WHAT CHANGED IN JULY 2026
● Claude Fable 5 is back (July 1) — export controls lifted June 30, restored globally. Retakes coding crown at 80.3% SWE-bench Pro. $10/$50/M. Max, Team, Enterprise plans.
● Claude Sonnet 5 launched (June 30) — new default for Free and Pro. Beats GPT-5.5 on 6/6 comparable benchmarks. $2/$10 intro through Aug 31.
● GPT-5.6 Sol/Terra/Luna — restricted government preview only. General availability expected mid-July. Not in rankings until publicly accessible.
● Sora 2 consumer app retired April 26 — Veo 3.1 now leads video generation. Sora 2 API available to developers until September 24, 2026.

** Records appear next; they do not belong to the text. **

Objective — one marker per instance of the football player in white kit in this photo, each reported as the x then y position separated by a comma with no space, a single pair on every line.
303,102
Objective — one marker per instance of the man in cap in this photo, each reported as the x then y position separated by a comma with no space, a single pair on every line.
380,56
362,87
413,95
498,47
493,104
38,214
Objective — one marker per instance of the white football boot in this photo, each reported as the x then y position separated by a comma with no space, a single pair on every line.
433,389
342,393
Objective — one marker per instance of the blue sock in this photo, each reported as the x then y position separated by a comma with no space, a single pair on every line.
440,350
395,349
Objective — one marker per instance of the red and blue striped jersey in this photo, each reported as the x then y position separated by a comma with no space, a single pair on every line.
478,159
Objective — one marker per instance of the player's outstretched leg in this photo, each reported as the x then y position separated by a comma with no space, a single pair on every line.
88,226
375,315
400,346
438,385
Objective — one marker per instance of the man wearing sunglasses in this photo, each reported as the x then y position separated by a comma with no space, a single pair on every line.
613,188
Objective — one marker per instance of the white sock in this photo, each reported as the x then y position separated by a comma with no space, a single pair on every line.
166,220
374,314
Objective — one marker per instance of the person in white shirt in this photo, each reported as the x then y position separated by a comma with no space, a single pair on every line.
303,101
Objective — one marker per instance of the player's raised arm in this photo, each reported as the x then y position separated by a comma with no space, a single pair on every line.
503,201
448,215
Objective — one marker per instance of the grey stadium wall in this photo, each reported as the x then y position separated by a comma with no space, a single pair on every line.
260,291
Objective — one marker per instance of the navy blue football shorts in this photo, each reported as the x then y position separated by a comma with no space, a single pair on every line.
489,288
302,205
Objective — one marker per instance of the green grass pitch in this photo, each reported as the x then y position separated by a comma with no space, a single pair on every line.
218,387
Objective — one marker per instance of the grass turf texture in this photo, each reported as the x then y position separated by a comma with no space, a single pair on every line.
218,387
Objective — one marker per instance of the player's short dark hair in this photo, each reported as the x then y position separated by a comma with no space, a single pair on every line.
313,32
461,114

● Gemini 3.5 Pro — targeted July general availability. Not yet widely available at time of writing.
● Open-weight models — DeepSeek V4 (80.6% SWE-bench Verified), MiniMax M3 (80.5%), Kimi K2.7 (80.2%) now match Gemini 3.1 Pro at a fraction of the price.
Best AI for Coding — July 2026
| Model | SWE-bench Pro | SWE-bench Verified | Price (in/out per 1M) | Verdict |
| Claude Fable 5 ✓ #1 | 80.3% | 95.0% | $10/$50 | Highest ceiling, back July 1 |
| Claude Opus 4.8 — Best value flagship | 69.2% | 88.6% | $5/$25 | Best everyday pick for most teams |
| Claude Sonnet 5 — Best value per dollar | 63.2% | ~80%+ | $2/$10 intro | Beats GPT-5.5 at lower cost |
| GPT-5.5 — Best SWE-bench Verified | 58.6% | 88.7% | $5/$30 | Best ecosystem, Codex included |
| Grok 4.3 — Best API price | ~63-75%* | ~72-75%* | $1.25/$2.50 | Cheapest major-lab API |
| DeepSeek V4 — Best open-weight | ~65% | 80.6% | $0.14/$0.28 | Best open-source alternative |
* Grok 4 scores vary significantly by testing conditions — vendor-reported vs independent Scale SEAL results differ substantially. Use directionally.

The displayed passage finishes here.